Here is what Wikipedia says about Anthony van Dyck
Sir Anthony van Dyck (Dutch pronunciation: [vɑn ˈdɛik], many variant spellings; 22 March 1599 – 9 December 1641) was a Flemish Baroque artist who became the leading court painter in England after success in the Southern Netherlands and Italy.
The seventh child of Frans van Dyck, a wealthy Antwerp silk merchant, Anthony painted from an early age. He was successful as an independent painter in his late teens, and became a master in the Antwerp guild in 1618. By this time he was working in the studio of the leading northern painter of the day, Peter Paul Rubens, who became a major influence on his work. Van Dyck worked in London for some months in 1621, then returned to Flanders for a brief time, before travelling to Italy, where he stayed until 1627, mostly in Genoa.

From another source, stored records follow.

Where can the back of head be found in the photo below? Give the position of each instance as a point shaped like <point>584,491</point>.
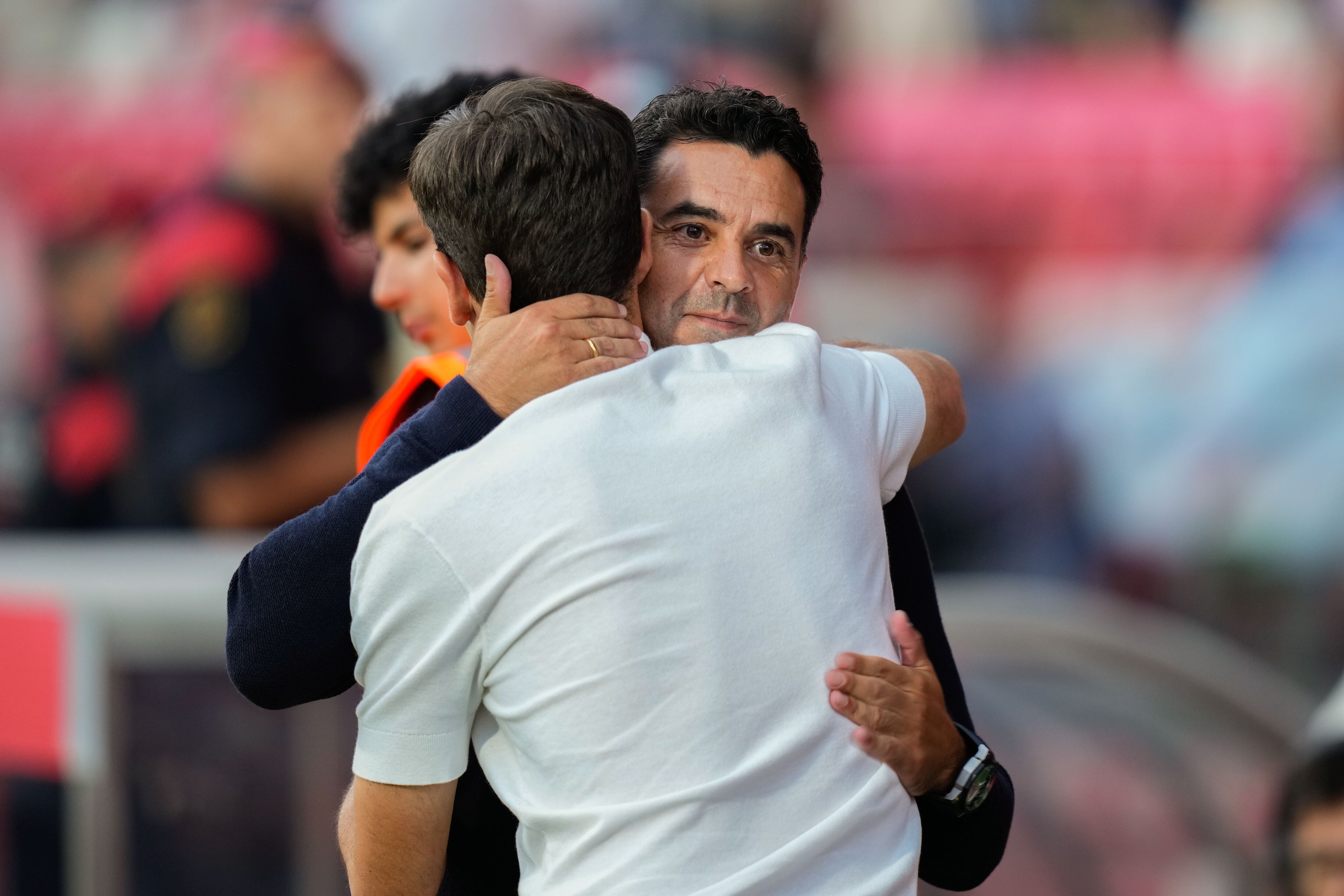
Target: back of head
<point>1318,785</point>
<point>737,116</point>
<point>541,174</point>
<point>380,159</point>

In the late 1620s he completed his greatly admired Iconography series of portrait etchings, mostly of other artists. He spent five years in Flanders after his return from Italy, and from 1630 was court painter for the archduchess Isabella, Habsburg Governor of Flanders. In 1632 he returned to London to be the main court painter, at the request of Charles I of England.

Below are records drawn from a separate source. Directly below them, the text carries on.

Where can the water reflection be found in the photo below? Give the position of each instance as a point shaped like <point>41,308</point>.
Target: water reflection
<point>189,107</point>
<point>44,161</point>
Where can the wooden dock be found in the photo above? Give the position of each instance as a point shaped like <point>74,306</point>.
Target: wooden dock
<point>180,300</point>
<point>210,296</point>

With the exception of Holbein, van Dyck and his contemporary Diego Velázquez were the first painters of pre-eminent talent to work mainly as court portraitists, revolutionising the genre. He is best known for his portraits of the aristocracy, most notably Charles I, and his family and associates. Van Dyck became the dominant influence on English portrait-painting for the next 150 years. He also painted mythological and biblical subjects, including altarpieces, displayed outstanding facility as a draughtsman, and was an important innovator in watercolour and etching. His superb brushwork, apparently rather quickly painted, can usually be distinguished from the large areas painted by his many assistants. His portrait style changed considerably between the different countries he worked in, culminating in the relaxed elegance of his last English period. His influence extends into the modern period. The Van Dyke beard is named after him. During his lifetime, Charles I granted him a knighthood, and he was buried in St Paul's Cathedral, an indication of his standing at the time of his death.